There were a few times Phillips wanted to give up on swimming — like when he was 8 years old and he begged his parents every day to quit after he struggled in club season — but there have been so many good days since he gave up basketball as a sophomore to completely devote himself to the sport.

The Dick Rush Coaches Invitational March 17 at the Veterans’ Memorial Aquatic Center was one of his best days yet.

Exhausted after returning from a sectional meet in Kenosha, Wisconsin, a few days earlier with his Colorado Stars club team, Phillips won the 100 yard backstroke at the multi-classification meet and also finished second in the 100 butterfly as he helped the Buffaloes to a strong fifth-place finish.

On top of that, he got a surprise midway through the meet when he was named winner of the prestigious Hoyt Brawner Award, which annually honors the top senior in and out of the pool as voted on by coaches.
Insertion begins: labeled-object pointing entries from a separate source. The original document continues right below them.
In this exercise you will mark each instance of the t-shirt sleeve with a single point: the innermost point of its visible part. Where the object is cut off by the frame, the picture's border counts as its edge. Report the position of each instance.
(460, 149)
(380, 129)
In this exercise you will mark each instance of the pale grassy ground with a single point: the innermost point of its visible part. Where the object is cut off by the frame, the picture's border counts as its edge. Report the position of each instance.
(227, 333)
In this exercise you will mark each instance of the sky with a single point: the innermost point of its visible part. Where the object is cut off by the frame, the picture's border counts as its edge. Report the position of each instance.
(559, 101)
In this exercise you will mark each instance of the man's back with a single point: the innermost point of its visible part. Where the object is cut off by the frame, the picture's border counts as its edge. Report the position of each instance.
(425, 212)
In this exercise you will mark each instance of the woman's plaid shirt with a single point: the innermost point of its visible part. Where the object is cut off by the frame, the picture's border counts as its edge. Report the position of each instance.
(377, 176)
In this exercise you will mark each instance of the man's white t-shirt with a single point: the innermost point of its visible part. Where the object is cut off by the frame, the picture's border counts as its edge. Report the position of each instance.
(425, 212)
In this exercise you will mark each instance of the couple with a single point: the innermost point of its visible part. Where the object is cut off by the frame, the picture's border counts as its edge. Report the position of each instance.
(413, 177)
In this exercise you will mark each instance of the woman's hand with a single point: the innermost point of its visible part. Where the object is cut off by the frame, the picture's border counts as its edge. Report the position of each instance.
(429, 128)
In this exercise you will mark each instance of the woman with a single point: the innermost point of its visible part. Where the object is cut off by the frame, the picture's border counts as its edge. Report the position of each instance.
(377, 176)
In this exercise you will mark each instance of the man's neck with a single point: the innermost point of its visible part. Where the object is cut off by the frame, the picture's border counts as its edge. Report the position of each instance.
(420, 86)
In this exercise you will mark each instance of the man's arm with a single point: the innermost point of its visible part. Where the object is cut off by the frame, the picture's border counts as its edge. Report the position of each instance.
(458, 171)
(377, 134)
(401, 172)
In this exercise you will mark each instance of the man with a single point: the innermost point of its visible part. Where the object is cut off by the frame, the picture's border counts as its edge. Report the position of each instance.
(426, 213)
Smoky Hill swim coach Scott Cohen has seen 11 winners for the award in his tenure and believes that Phillips belonged with the program’s outstanding group of past winners: Mike Koss, Shelby Clark, Kevin Ellis, Alex Kohlman on the boys side and Alaina Hollins, Jenny Coray, Jessica Johnson, Annie Perizzolo, Caroline Piehl and Lizzie Wiley on the girls side.

Smoky Hill swim coach Scott Cohen called Tylen Phillips one of the most “competitive and devoted athletes” he'd worked with in more than two decades of coaching. (Photo by Courtney Oakes/Sentinel)
Smoky Hill swim coach Scott Cohen called Tylen Phillips one of the most “competitive and devoted athletes” he’d worked with in more than two decades of coaching. (Photo by Courtney Oakes/Sentinel)

Cohen’s nomination letter called Phillips one of the most “competitive and devoted athletes” he’d coached in 24 years at Smoky Hill.

“Tylen has a tremendous work ethic that is a constant example for his teammates to emulate,” Cohen wrote about one of his team captains, a three-time Class 5A state qualifier and two-time team MVP.

“His accomplishments have not come easily, but from hours and hours of hard work and dedication,” Cohen continued.

Besides his swimming credentials, Cohen lauded Phillips for his schoolwork — with an Advanced Placement-heavy classload — and his work coaching kids with the Wheatland Sharks, the club swim team in his Aurora neighborhood.

Phillips said his work with kids between the ages of 3 and 8 has not meant a lot to him in watching them progress, but also deepened his fundamental understanding of swimming.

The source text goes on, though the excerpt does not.